Anyway, here’s the suggestion. At birth everyone should be given the results of a genetic test and those results should be posted over the crib, then beneath a refrigerator magnet in the kitchen, then in the first-grade classroom, and in every subsequent classroom with everyone else’s genetic background. “Oh! No!” you say. “That would be an invasion of privacy.”
Yes, it would be for a bunch of people, but it would also be a check on anyone who claims “racial purity.” Let’s have a genetic background posted online. We might also incorporate in the educational system those anthropological realities that Kluckhohn and other anthropologists and geneticists have uncovered about our common humanity. We currently live with hypocrisy in those who would arbitrarily condemn others over who they are physically. Couldn’t we try something different to diminish both that hypocrisy and the racism with which it is associated?*****
*Max Planck Society (MPG) Press Release, 23 Aug 2018, online at https://www.research-in-germany.org/news/2018/8/2018-08-23_Neandertal_mother__Denisovan_father_Federal Ministry of Education and Research (BMBF): Research in Germany. Study by Prof. Dr. Svante Pääbo et al. of the Max Planck Institute for Evolutionary Anthropology, Leipzig.
**Achenback, Joel. Study Finds Africans More Genetically Diverse Than Other Populations, Washington Post, Friday, May 1, 2009. Online at http://www.washingtonpost.com/wp-dyn/content/article/2009/04/30/AR2009043002485.html
***As Merriam-Webster defines it: “comprising related organisms or populations potentially capable of interbreeding”
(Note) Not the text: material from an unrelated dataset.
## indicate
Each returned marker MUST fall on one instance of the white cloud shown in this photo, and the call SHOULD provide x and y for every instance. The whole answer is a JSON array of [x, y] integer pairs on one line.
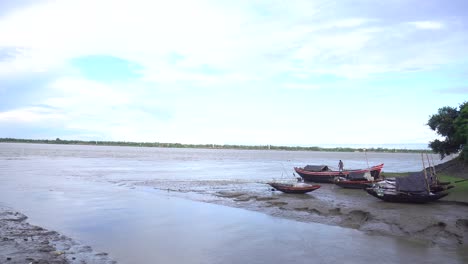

****Like you, I have memories that I can’t precisely reference, including the lines Kluckhohn wrote in Mirror for Man, a book I read for a college class and the copy of which I cannot find in my library at this time. I know his point was a simple one: After years of studying the Navajo and other peoples, he had drawn the conclusion that there was no pure race. I remember his mentioning the predominance of dark-haired people in Scandinavian countries stereotypically described as lands of light-haired people. And then I think of my own children and grandchildren, all blond through childhood and some blond or light-haired into adulthood, and all but one blue/green-eyed, in spite of my brown eyes and childhood brown hair (before I lost it). Are those physical characteristics the result of my wife’s northern European and Russian background? Did I marry a Viking? We all have a tendency to generalize based on a single or few characteristics. Are there some characteristics associated with geography and genetics? Yes, probably. But the mix of humanity continues, also probably at an accelerated pace thanks to greater mobility and some breakdowns in cultural taboos. What the Denisovans and Neandertals started no doubt continued with the Neandertals and modern humans, and from then on among humans across the planet. Unfortunately, there will always be those who believe there’s irrefutable purity in their genes. Maybe a good practice would be to give a genetic heritage summation to everyone upon birth, a summation that would include Neandertal and Denisovan genes. With such knowledge of genetic diversity, could anyone claim “purity”?
***** I’m not very realistic, am I? As soon as we eliminate one distinction among humans, we’ll find another, maybe culture, religion, politics, or even athletic ventures: Are you an avid fan of curling or football? I’m not opposed to birds of a feather flocking together, but I am opposed to birds of a feather thinking all other birds are ugly ducklings.